The Bundeswehr believed that the northern provinces where its soldiers were stationed would remain more peaceful than other parts of the country, the magazine reported.
On Monday Defence Ministry spokesman Christian Dienst played down the impression given by some of the documents that Washington was frustrated by the performance of Germany's 4,600 troops in northern Afghanistan.
"Our co-operation with our American allies is excellent and we complement each other with mutual respect," Dienst said. "This co-operation has further improved noticeably in recent months.”
The government condemned Wikileaks' release of the documents and vowed to carefully scrutinise them to see if they endangered Germany's security interests.
"Obtaining and releasing documents, some of them secret, on such a scale is a highly questionable practice since it could affect the national security of NATO allies and the whole NATO mission," Dienst said.
"We are examining the countless documents to see if our security interests could also be affected.''
At the same time, Foreign Minister Guido Westerwelle said that claims in the documents that Iran and Pakistan were giving secret aid to the Taliban insurgency in Afghanistan should be carefully examined.

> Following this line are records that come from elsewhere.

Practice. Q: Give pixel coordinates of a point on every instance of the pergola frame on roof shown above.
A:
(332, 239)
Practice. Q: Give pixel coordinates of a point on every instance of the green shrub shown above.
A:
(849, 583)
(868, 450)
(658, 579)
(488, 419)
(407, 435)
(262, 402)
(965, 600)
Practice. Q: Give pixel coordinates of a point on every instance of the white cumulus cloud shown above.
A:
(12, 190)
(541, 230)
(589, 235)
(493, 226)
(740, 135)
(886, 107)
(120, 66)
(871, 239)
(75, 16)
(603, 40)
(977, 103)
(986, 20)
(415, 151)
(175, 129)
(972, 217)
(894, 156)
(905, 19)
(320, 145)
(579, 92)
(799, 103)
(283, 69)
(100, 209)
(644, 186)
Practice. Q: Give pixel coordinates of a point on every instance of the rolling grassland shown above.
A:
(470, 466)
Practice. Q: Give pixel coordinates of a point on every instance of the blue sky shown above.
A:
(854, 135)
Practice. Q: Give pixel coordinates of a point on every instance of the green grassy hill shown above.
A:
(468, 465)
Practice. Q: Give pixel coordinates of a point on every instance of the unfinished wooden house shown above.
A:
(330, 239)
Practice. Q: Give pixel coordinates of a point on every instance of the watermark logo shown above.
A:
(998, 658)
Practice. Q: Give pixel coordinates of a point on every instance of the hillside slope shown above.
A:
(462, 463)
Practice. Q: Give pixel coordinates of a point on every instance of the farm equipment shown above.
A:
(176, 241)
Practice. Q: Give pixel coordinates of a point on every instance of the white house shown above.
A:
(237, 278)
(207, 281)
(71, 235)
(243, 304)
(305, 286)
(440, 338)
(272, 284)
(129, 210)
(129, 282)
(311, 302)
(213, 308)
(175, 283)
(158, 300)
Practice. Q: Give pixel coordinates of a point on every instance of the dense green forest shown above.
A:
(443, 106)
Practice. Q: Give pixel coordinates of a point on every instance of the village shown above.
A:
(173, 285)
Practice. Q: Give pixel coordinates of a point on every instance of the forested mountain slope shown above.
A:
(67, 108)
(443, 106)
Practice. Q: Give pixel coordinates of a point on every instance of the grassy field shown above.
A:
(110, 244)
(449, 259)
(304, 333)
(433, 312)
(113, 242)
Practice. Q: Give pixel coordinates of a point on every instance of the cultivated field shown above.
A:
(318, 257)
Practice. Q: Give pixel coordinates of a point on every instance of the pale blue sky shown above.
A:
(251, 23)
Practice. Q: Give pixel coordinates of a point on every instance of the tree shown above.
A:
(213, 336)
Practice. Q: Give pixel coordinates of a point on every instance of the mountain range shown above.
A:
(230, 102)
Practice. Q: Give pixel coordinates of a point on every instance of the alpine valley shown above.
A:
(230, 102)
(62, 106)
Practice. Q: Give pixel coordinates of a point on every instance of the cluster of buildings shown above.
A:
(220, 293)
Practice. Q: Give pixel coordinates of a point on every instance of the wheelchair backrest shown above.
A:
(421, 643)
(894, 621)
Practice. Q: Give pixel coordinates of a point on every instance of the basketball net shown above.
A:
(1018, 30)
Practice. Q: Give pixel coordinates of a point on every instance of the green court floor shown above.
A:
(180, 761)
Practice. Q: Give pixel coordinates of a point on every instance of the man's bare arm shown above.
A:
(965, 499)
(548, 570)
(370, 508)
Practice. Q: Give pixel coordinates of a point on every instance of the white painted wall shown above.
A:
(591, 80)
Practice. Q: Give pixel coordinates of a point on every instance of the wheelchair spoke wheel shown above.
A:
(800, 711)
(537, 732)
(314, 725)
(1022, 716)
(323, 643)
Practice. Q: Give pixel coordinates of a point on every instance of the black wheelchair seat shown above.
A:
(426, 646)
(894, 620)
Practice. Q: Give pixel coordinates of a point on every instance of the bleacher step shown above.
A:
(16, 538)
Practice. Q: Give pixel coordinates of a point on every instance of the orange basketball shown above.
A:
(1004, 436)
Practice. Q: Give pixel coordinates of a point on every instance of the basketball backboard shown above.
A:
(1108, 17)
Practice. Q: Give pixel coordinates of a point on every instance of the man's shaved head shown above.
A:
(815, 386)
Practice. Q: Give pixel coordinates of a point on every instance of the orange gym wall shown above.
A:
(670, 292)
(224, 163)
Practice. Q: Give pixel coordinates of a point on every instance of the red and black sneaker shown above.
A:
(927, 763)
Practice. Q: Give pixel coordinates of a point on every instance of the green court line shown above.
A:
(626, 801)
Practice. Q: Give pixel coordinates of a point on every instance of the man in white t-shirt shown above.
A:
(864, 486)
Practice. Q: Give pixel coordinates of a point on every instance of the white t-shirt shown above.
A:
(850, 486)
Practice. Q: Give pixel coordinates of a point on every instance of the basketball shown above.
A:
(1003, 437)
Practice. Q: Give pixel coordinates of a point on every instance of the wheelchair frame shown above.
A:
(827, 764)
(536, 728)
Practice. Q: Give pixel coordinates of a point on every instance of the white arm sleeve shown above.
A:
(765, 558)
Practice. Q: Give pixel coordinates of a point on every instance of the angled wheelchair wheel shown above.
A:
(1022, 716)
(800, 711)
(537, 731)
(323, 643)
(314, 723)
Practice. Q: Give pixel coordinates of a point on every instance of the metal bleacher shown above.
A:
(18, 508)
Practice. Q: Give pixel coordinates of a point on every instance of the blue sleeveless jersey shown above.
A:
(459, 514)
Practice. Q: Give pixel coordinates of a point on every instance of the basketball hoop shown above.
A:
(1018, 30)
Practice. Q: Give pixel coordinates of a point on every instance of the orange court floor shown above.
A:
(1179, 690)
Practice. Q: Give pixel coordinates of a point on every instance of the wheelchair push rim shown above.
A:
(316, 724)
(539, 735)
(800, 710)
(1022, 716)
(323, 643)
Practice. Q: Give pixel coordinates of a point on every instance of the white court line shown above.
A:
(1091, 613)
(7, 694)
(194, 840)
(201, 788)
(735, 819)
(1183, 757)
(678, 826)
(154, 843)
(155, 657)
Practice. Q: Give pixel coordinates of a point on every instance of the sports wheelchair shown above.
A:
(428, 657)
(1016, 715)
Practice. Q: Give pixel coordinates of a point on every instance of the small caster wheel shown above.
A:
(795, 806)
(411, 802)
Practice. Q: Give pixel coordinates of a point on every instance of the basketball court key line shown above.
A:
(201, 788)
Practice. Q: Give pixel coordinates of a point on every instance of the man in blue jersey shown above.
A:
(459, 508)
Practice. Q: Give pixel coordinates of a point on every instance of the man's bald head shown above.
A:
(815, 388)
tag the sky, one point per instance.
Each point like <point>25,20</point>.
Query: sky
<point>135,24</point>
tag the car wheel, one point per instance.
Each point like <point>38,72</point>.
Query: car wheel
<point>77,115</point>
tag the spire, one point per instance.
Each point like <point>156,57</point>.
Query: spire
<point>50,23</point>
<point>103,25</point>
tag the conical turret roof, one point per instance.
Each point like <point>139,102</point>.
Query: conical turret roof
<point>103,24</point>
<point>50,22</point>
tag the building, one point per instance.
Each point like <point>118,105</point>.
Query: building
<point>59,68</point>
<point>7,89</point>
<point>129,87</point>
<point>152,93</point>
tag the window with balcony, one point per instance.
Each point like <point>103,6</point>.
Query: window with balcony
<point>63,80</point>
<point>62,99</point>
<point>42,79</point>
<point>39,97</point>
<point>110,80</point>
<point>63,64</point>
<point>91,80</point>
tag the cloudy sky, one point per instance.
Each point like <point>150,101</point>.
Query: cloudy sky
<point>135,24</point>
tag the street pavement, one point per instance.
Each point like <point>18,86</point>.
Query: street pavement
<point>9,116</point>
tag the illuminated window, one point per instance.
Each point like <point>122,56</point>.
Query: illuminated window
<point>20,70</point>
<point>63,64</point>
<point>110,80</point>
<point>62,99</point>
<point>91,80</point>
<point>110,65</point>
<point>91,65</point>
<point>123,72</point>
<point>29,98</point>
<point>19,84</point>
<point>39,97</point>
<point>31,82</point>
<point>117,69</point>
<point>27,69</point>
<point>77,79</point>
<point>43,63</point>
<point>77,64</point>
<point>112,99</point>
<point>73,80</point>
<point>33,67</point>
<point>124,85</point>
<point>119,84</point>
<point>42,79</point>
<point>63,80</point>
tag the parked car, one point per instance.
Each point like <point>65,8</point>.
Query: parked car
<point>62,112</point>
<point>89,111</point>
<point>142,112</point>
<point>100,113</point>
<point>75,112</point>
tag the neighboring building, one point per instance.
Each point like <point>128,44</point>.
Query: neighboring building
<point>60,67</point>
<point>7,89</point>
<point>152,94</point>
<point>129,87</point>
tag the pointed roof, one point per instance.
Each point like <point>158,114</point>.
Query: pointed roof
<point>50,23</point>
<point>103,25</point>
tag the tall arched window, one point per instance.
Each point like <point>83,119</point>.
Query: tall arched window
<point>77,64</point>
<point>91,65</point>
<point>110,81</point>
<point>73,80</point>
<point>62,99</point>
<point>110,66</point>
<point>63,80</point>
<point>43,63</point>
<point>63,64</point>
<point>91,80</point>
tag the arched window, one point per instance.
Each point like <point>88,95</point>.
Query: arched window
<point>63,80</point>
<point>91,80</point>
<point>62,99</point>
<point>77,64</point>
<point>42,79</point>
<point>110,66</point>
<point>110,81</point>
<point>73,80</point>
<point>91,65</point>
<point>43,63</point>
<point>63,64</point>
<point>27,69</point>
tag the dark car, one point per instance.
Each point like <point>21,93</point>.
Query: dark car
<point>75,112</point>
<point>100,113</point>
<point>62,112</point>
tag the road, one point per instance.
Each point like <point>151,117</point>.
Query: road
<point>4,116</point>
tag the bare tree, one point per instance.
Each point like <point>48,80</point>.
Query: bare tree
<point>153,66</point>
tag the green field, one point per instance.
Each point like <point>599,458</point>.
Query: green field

"We have to examine what new information there could be" within the thousands of secret files, Westerwelle said on the sidelines of talks with his EU counterparts.
Westerwelle said the documents, which also contain claims of concealed civilian casualties, had given him "comfort in my position, which consisted of never talking up the situation in Afghanistan, which is exceptionally serious."
Germany currently has 4,400 troops there. Some 92,000 documents dating back to 2004 documented the deaths of innocent civilians, how Pakistan's spy agency allowed its agents to meet with the Taliban and how Iran secretly furnished it with money, arms and training.
The leaks prompted a furious reaction from the White House, saying they put the lives of soldiers at risk. The documents also reveal details of clandestine US Special Forces activity in German-controlled parts of Afghanistan.
Omid Nouripour, the security spokesman for the environmentalist Greens, told Der Spiegel: “On our reading of the US documents, it is disturbing how little the federal government has informed the parliament about the activities of American special forces in German areas. We demand an immediate explanation from the federal government as to what they know about the missions. We will push with all force for answers.”